A rugged power forward in the second division of France’s pro basketball leagues — the tough guy always ready for a fight — he got fouled that night in 1991, with his wife and son watching from the stands.
He went to the foul line for free throws. Then, with no warning he was ill, he collapsed to the floor.
“Gone! Like that,” Nicolas Batum recalled with a finger-snap, of his father’s sudden death at 30 of a still undetermined cause.
That’s Batum’s first memory. His worst memory. He was 2 1/2 years old then, and had no idea that moment would one day almost derail his career.
“I had to grow up with this,” Batum, now 31, recalled. “People asking, ‘Will this happen to Nico?’ And then it all came back again before the draft.”
With the Hornets playing the Milwaukee Bucks on Friday in the NBA’s first regular-season game in Paris, Batum and his Paris-based agent, Bouna N’diaye, discussed in detail with the Observer how Richard Batum’s early death sparked a young Nic in basketball, how its aftereffect could have ended his NBA career before it started, and how the memory haunted Nic when his son, Ayden, was an infant.
Death and after death
Nic turned 31 in December.
“So many people in my family were scared for me. I made it” past his father’s passing, Batum said.

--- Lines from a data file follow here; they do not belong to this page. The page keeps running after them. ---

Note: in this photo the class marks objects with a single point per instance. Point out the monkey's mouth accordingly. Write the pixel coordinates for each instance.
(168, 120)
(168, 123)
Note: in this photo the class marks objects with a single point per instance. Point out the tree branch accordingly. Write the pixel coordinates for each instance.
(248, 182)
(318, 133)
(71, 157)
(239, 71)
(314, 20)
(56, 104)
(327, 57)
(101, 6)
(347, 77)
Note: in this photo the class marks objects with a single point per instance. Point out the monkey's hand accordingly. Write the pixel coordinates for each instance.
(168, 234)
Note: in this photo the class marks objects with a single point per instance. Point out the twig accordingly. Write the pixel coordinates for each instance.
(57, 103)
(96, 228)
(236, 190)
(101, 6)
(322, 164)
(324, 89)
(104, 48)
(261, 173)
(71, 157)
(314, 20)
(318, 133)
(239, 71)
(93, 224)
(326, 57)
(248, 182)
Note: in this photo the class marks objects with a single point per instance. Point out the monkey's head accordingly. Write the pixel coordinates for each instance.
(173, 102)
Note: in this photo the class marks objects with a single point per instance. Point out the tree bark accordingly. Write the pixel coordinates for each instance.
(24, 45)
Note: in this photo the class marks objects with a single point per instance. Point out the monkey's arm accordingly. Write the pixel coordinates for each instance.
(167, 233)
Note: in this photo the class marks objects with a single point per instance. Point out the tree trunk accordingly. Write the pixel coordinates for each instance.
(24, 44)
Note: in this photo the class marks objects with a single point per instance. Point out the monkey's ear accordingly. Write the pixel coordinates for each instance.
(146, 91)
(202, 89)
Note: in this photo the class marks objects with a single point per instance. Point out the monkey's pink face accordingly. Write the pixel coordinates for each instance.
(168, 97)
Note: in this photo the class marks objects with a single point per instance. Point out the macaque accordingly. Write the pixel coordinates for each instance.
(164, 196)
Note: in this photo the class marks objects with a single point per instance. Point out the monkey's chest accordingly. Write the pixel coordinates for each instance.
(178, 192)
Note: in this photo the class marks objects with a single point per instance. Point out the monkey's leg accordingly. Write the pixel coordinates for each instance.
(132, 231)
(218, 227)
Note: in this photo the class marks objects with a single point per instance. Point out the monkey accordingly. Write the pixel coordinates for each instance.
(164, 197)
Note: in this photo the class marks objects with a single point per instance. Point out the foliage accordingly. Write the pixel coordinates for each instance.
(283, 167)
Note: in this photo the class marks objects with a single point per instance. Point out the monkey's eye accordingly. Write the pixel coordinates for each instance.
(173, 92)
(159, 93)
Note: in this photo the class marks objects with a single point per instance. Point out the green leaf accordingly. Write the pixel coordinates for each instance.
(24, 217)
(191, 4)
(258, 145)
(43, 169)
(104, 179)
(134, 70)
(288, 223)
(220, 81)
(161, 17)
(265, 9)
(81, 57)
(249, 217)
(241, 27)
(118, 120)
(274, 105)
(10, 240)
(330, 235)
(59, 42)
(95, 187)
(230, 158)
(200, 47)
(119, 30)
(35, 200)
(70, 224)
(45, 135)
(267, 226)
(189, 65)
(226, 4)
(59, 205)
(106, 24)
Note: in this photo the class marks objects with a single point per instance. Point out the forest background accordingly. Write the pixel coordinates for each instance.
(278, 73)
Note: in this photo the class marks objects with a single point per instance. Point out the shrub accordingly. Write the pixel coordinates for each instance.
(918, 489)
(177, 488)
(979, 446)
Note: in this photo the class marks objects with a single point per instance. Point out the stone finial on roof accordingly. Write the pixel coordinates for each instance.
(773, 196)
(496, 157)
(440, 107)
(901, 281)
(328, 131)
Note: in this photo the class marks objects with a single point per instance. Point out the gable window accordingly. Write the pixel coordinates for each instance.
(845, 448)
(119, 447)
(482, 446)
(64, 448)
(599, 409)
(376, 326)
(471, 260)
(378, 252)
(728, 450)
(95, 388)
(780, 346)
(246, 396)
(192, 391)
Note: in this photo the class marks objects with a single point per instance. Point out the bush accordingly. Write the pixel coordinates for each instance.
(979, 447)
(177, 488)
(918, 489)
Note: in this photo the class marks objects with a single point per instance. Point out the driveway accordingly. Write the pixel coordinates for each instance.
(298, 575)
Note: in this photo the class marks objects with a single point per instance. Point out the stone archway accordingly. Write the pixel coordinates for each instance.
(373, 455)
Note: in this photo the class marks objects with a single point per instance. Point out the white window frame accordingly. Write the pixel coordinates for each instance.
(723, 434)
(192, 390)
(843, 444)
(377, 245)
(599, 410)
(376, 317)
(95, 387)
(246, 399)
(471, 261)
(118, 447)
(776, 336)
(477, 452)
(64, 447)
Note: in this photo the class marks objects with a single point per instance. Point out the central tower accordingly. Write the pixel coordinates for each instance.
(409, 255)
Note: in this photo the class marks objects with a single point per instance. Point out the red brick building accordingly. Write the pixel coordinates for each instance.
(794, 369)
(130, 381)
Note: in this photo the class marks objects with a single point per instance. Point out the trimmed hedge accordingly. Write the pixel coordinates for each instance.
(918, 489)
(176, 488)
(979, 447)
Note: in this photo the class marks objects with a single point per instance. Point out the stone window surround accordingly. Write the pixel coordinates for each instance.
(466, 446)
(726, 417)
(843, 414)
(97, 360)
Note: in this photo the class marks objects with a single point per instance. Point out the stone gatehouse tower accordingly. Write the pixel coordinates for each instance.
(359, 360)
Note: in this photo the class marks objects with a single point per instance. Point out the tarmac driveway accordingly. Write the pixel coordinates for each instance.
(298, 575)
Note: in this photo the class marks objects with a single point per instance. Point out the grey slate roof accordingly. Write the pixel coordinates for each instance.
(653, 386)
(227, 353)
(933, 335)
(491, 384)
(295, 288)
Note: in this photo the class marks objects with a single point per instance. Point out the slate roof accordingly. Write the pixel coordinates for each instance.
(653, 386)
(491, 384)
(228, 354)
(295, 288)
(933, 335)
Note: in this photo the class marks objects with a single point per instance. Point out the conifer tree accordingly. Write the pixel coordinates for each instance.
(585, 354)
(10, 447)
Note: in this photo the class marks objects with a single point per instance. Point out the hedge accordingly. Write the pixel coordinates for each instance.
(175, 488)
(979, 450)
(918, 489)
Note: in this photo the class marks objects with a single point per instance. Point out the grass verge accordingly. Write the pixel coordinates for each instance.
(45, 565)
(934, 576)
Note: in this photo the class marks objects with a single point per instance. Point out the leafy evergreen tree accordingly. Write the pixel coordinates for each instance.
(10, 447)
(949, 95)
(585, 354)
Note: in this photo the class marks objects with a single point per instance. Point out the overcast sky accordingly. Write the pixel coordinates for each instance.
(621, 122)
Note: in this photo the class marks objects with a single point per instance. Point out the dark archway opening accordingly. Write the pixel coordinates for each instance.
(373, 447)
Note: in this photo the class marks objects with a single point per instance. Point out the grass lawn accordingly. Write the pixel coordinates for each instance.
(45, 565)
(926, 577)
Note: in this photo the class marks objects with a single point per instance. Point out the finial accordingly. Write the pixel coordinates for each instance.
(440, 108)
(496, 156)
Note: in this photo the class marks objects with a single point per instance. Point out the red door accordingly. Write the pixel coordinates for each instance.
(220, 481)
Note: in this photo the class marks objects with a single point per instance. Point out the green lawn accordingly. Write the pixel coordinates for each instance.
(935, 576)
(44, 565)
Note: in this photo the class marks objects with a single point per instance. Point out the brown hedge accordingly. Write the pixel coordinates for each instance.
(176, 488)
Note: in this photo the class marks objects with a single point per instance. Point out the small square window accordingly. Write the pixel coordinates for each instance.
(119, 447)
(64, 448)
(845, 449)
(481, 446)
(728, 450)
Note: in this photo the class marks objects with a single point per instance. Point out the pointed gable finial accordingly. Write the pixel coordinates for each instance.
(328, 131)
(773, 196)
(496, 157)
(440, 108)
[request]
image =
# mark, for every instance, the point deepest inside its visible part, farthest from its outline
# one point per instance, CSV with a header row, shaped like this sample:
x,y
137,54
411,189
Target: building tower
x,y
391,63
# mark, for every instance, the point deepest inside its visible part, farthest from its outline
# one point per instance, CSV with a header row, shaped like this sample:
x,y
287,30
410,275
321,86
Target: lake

That fear — would he, too, die young? — surfaced consciously and subconsciously for many years. While he was just beyond infancy — his younger sister a month old — Batum recalls watching his father’s death as if the funeral was last week.
“I remember it all. When you see your dad die before your eyes, it’s so difficult to grow up with,” Batum said.
Television crews surrounded their home the next day. Batum couldn’t comprehend the finality of it all, that his father had passed away.
“It’s a hard thing to grow up with,” he said. “I had to do something for him.
“ ... I started playing very early. I felt I had to do something in basketball to finish it.”
Batum grew up in a small town in the Normandy region, and it quickly became apparent he had the basketball talent his dad possessed.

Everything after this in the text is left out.